CS 310 Programming Assignment #2

Searching and Hashing

Due: Friday, March 12 12:00 PM (noon)

Overview

For this assignment, you have to design a hash table that is used as the basis for implementing an "in-memory" database of student records.

You have to design and implement methods for

    1. Inserting new records into the database
    2. Deleting an existing record
    3. Printing a record in response to a query

Each record contains the following information

    1. Student name (the name has three fields: first name, middle initial, and last name)
    2. Student id (a 9 digit string, e.g. "0102239441")
    3. Student status (e.g., "Freshman", "Graduate", "Senior", etc.)

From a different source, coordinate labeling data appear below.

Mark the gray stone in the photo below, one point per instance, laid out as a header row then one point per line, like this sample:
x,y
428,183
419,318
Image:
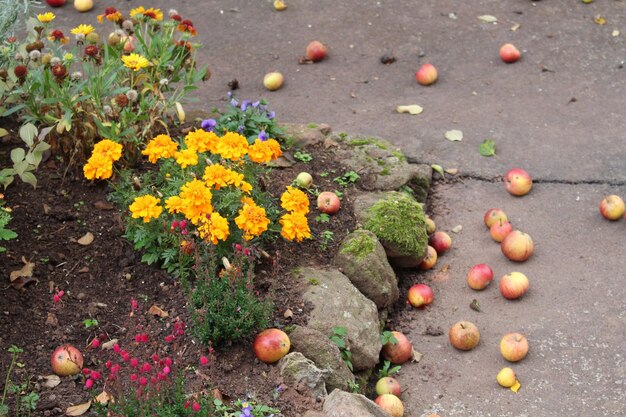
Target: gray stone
x,y
301,374
363,260
336,302
326,355
344,404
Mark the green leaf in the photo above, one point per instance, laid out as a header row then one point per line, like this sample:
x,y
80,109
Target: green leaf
x,y
487,148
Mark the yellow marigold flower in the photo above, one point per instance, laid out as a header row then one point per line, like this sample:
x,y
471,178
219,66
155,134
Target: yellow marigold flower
x,y
295,227
214,227
46,17
186,157
109,149
82,30
146,206
201,141
135,61
152,13
161,146
260,152
294,200
98,167
252,220
232,146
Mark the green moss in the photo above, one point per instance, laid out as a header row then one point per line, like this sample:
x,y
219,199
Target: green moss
x,y
399,220
359,246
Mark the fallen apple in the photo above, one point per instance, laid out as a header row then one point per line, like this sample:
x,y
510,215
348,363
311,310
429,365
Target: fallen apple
x,y
399,352
440,241
479,277
273,81
429,260
514,347
391,404
509,53
517,246
270,345
612,207
426,75
420,295
493,216
500,230
388,385
328,202
316,51
464,335
514,285
66,360
518,182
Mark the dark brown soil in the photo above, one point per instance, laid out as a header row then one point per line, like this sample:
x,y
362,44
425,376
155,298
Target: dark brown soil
x,y
100,279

A user of the database should be able to type in the student’s last name OR the student’s ID to retrieve all the information in a student record. Most of the queries on the database use the student’s ID to search for the student’s information. Thus, the student’s ID should be the primary key for your hash table. However, some of the queries submitted to the system require a search for the student’s last name. What this means is that you have to be able to search for a student’s record if supplied either the student’s last name or the student’s id. Your data structures and algorithms should be designed to try and minimize the number of comparisons needed for a search.

An interface for the hash table will be provided to you (in file hash.H); your task is to complete the implementation. You may not change any of the public part of the interface or the given student record type and you must implement all of the given public methods. Your hashing function should use the primary key (the student ID) as input. Your database should be implemented as a chained hash table (see Figure 9.14 of the text), where each chain is an ordered list (ordered using the student’s last name). When searching for a given last name, you should take advantage of the fact that the lists are ordered.

Input

We will provide you with a driver routine for this assignment (in file main.C). The main() routine presents a menu to the user with 5 options: Insert a record, Remove the record corresponding to the student whose ID is specified , Retrieve the record(s) of the student(s) whose last name is specified, Retrieve the record of the student whose ID is specified, and Exit.

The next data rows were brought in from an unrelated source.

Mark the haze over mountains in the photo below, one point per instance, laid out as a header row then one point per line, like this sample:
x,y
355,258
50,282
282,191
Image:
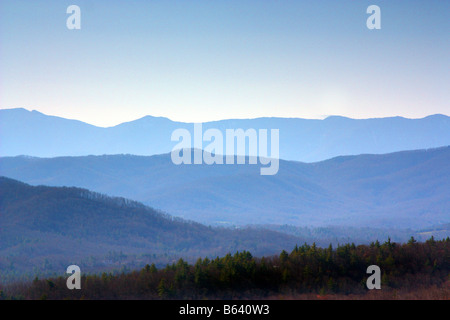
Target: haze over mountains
x,y
406,189
32,133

You will need to modify the input processing routines to do the appropriate error checking as specified in the error checking section.

Output

Your program should print out all the information in a student’s record on a query. For a search on a student’s last name, print out the first record in the hash table with the given last name. If a record does not exist for the student ID or last name specified by the user, print out an error message. Your program should also print out an appropriate message indicating if a record was successfully inserted or deleted.

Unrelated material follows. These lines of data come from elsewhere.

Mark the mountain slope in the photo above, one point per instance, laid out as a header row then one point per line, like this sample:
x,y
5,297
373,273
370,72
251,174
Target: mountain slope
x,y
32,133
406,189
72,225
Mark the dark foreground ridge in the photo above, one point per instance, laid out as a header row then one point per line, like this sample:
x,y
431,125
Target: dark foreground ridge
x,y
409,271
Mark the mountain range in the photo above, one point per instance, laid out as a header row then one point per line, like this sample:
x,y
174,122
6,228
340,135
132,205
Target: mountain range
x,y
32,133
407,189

Your program should keep track of the number of key comparisons (probes) made during a "session". A session begins when the program is started and ends when the user selects the Exit option on the program menu. Before your program exits, it should print out the following statistics regarding the number of comparisons needed for searches in that session:

    1. The maximum number of comparisons for a successful search using a student ID
    2. The maximum number of comparisons for an unsuccessful search using a student ID
    3. The average number of comparisons for a successful search using a student ID
    4. The average number of comparisons for an unsuccessful search using a student ID
    5. The maximum number of comparisons for a successful search using a student last name
    6. The maximum number of comparisons for an unsuccessful search using a student last name
    7. The average number of comparisons for a successful search using a student last name
    8. The average number of comparisons for an unsuccessful search using a student last name

Error Checking

Your routines should detect the following errors:

    1. Inserting a duplicate record. Note that a student is uniquely identified by student id. It is possible to have two students with the same name.
    2. Entering a Student ID that is illegal. Each position in the Student ID string should be numeric character (0-9).

Notes

Note that the character at position i of a C++ string S can be accessed as S[i]. Also, the length of string S can be determined by S.length(). Comparison operators (= =, <=, etc) have been implemented for the string class.

Submitting your Assignment

The source code for this assignment should be submitted electronically as Assignment #2. Remember to turn in all the files (including header files and Makefile) that are needed to compile and run your program. The external documentation should be turned into your instructor (or the TA) in the first class after the due date. Remember that we do not accept late submissions. See online notes about electronic submission and documentation of your code. On the class web page, you can also see the grading criteria that will be used for all the assignments in this class.

Assignment Web Page

The files main.C and hash.H are available at http://mason.gmu.edu/~cs310/Assign2/